I felt a ball of icy fear in my stomach. How it fit in with the babies I couldn’t imagine. “We have to come back and do this again?”

“Probably not.”

The anger hit. I was pregnant times two, but the need for calm was beyond my ability to keep it. “Why on Earth not!”

“This might count as a genetic abnormality.”

“It’s perfect! They’re perfect! We paid for it! You said we got it! How can two perfect children be worse than one?”

“I don’t know.” Tyler let go of my hand and sank to the floor. “If we’d had them years apart, then the ruling would be in our favor.”

“Has there been a ruling yet?”

“Initial appeal was an hour ago.”

Appeal? “What was it?”

“Against us.”

“To terminate and start over,” I stated. Was that why I’d been unconscious so long? To implant, then un-implant? That was why they sedated the mothers-to-be anyway, so that no one could argue if it went badly and the redo option had to be done.

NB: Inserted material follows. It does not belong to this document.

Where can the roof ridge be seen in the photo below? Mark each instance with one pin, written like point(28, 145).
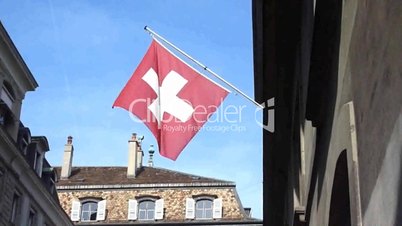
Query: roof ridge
point(192, 175)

“No.” Tyler’s voice dropped so that no one but the microphones might hear it. “To terminate and be sterilized.”

“Us?” I asked.

“The government doesn’t want a tendency to multiple births in the gene pool. It makes the pregnancy risky, and multiple births are expensive medical procedures for the state. There’s some possibility that since both are female, we might get to keep them both. But they’re female - that’s the basis of the appeal. The state needs as many females as possible to offset all the Indians and Chinese having only sons. And I’m sure a bunch of them had fundraisers to keep both babies if it was twin boys, so we should get to keep the twins as girls. Or, if we lose, one of them.”

Tyler couldn’t meet my gaze anymore. His eyes fell to the DNA sequences displayed on a nearby screen, our patterns intertwined and twinned. He closed his eyes against the sight of them and me. He fought back tears, despite a lifetime of being told it was OK. It wasn’t OK, and it never would be again.

I knew why Tyler was so depressed. Either way the ruling went, he’d never have his beloved son. If he said to chuck them both – and the doctors could enforce a man’s decision to not be made a father, a reciprocal to the same rights women had had for years and we were still in a clinic, he would still have to live with the ruling the rest of his life. If we don’t go through with it, the supposedly terrible state of having made twins would likely keep him from being given permission to breed again. With me, or with anyone else. To have a baby, any baby, any chance at fatherhood, it was now or never. And he stared at the monitor, not at me. Two heart beats. We’d argued about the financial burden of one child. Yet that second heart beat multiplied it all so many times.

I felt the depression, too, though for different reasons.

My tears began to flow along those Tyler was denying himself. The one son he’d sacrificed for my desire for a daughter and dream of a larger, loving family was dead. That son was gone, one that we’d never have at all. Even in the best case scenario, with two healthy daughters, he’d hate me forever for denying him that once and never born son.